Bug 1449820

Summary: Pod STATUS field is showing actual error message
Product: OpenShift Container Platform Reporter: Vikas Laad <vlaad>
Component: NodeAssignee: Seth Jennings <sjenning>
Status: CLOSED ERRATA QA Contact: Vikas Laad <vlaad>
Severity: medium Docs Contact:
Priority: unspecified    
Version: 3.6.0CC: amurdaca, aos-bugs, bparees, decarr, dma, dwalsh, jhonce, jokerman, jupierce, mifiedle, mmccomas, mpatel, trankin, vlaad, wmeng, xtian
Target Milestone: ---Keywords: Regression
Target Release: 3.7.0   
Hardware: Unspecified   
OS: Unspecified   
Whiteboard:
Fixed In Version: Doc Type: No Doc Update
Doc Text:
undefined
Story Points: ---
Clone Of: Environment:
Last Closed: 2017-11-28 21:54:33 UTC Type: Bug
Regression: --- Mount Type: ---
Documentation: --- CRM:
Verified Versions: Category: ---
oVirt Team: --- RHEL 7.3 requirements from Atomic Host:
Cloudforms Team: --- Target Upstream Version:
Embargoed:
Attachments:
Description Flags
oc describe pod
none
oc describe build
none
describe pod
none
pod yaml where i see ExitCode:0 status none

Description Vikas Laad 2017-05-10 19:46:37 UTC
Description of problem:
oc get pods shows actual error message in Status field instead of just showing "Error"

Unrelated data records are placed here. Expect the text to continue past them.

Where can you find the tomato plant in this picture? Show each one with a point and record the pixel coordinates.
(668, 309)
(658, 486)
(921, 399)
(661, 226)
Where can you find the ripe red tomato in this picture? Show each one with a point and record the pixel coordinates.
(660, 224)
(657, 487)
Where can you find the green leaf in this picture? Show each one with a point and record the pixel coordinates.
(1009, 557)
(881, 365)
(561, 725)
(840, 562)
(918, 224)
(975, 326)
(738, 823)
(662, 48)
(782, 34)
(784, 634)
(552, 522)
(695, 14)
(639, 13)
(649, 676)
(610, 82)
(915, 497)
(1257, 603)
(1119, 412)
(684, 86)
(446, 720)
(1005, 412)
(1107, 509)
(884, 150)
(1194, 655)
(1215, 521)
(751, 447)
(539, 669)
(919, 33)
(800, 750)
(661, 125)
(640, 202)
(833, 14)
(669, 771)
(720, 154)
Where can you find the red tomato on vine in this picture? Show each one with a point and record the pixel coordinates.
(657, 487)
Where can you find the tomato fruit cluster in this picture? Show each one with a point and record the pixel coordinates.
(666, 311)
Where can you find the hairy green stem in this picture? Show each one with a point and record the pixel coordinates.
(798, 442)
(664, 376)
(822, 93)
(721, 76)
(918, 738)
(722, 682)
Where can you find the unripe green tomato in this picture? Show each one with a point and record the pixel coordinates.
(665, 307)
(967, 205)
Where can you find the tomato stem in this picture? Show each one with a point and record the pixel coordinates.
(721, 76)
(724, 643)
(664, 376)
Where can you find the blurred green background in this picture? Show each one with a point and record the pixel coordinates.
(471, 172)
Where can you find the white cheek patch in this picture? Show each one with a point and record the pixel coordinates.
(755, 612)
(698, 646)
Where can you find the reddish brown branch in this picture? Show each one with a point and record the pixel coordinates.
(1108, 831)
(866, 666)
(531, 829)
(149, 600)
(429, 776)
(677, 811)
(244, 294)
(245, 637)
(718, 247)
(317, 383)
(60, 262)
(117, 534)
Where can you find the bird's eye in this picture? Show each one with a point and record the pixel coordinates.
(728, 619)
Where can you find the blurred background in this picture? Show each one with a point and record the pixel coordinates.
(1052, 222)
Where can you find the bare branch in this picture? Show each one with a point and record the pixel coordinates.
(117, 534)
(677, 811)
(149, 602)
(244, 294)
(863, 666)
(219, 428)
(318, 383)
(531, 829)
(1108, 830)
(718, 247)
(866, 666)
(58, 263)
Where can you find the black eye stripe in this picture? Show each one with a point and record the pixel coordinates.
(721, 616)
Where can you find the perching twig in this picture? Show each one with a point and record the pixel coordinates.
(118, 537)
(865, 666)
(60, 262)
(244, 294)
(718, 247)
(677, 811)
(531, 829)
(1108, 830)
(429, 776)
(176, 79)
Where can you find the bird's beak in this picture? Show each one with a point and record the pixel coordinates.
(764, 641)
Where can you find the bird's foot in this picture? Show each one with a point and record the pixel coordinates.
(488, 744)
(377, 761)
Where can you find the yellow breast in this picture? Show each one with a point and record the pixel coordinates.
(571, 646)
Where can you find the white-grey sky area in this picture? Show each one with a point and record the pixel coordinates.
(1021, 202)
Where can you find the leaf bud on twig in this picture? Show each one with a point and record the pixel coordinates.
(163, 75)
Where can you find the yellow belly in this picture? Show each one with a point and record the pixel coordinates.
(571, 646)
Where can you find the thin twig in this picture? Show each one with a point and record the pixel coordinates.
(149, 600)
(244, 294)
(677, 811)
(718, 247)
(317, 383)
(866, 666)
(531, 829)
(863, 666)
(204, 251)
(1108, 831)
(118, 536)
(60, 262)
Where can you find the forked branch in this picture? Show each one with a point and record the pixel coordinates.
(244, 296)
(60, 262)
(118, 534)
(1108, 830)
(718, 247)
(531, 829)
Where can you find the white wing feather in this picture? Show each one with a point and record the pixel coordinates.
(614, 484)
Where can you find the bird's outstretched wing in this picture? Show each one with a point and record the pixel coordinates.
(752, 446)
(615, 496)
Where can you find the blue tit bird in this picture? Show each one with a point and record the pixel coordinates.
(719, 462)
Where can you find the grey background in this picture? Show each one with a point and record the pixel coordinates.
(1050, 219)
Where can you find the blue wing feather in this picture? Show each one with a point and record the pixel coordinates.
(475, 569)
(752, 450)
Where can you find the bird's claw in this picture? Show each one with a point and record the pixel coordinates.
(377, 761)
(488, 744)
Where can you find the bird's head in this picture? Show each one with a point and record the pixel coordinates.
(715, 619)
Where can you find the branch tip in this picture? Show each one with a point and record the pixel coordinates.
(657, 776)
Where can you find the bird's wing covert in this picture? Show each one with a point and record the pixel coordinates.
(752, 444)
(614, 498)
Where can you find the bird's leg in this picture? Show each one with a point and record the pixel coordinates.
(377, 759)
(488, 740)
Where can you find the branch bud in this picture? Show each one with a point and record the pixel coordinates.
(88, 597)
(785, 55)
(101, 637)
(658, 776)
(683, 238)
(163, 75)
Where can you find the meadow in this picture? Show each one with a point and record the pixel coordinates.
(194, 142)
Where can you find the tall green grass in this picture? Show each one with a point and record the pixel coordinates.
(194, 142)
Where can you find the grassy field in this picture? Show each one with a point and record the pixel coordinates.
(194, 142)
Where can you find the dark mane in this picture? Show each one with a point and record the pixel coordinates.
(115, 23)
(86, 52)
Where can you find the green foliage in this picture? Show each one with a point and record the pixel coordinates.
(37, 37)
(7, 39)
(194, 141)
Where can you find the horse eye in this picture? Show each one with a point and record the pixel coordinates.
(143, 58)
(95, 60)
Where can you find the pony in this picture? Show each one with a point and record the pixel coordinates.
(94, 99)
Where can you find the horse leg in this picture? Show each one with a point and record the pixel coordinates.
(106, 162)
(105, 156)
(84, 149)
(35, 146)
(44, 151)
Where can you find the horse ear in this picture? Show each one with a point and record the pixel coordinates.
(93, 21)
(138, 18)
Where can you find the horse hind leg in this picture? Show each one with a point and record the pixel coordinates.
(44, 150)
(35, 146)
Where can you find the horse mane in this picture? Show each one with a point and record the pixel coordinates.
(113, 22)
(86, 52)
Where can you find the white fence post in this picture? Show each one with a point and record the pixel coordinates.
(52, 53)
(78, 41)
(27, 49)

root@ip-172-31-4-211: ~ # oc get pods --all-namespaces -o wide| grep Error
proj6       cakephp-mysql-example-17-build   0/1       rpc error: code = 2 desc = failed to start container "f4b8445c1ef6564ff2e6641a98c59f2cdc83cf714854bf1924d41076a7894b62": Error response from daemon: {"message":"linux runtime spec devices: lstat /dev/block/253:19: no such file or directory"}   0          2m        172.20.2.193    ip-172-31-17-182.us-west-2.compute.internal
proj6       cakephp-mysql-example-3-build    0/1       Error                                                                                                                                                                                                                                               0          48m       172.20.2.45     ip-172-31-17-182.us-west-2.compute.internal

Version-Release number of selected component (if applicable):
root@ip-172-31-4-211: ~ # oc version 
oc v3.6.74
kubernetes v1.6.1+5115d708d7
features: Basic-Auth GSSAPI Kerberos SPNEGO

Server https://ip-172-31-4-211.us-west-2.compute.internal:8443
openshift v3.6.74
kubernetes v1.6.1+5115d708d7

How reproducible:
Few error builds show this not all of them.

Steps to Reproduce:
1. Start cakephp builds, I am running 30 concurrent builds
2. See the status field for few failed builds

Actual results:
Shows actual error message.

Expected results:
Should show the Status "Error" not the actual error message.


Additional info:

Comment 1 Vikas Laad 2017-05-10 20:22:14 UTC
Created attachment 1277696 [details]
oc describe pod

Comment 2 Vikas Laad 2017-05-10 20:22:39 UTC
Created attachment 1277697 [details]
oc describe build

Comment 3 Ben Parees 2017-05-10 20:47:50 UTC
I don't think that's right but i also don't think it's a build issue.  We don't set that field, this seems like a pure pod issue.

Comment 4 Derek Carr 2017-05-11 18:34:49 UTC
The kubelet is reporting the error returned back from the docker daemon when the container fails to start.  The reason is "ContainerCannotRun" and message seems useful to not omit in this case "linux runtime spec devices: lstat /dev/block/253:19: no such file or directory".

I am moving this to the containers team to understand why or when this message would come back from docker.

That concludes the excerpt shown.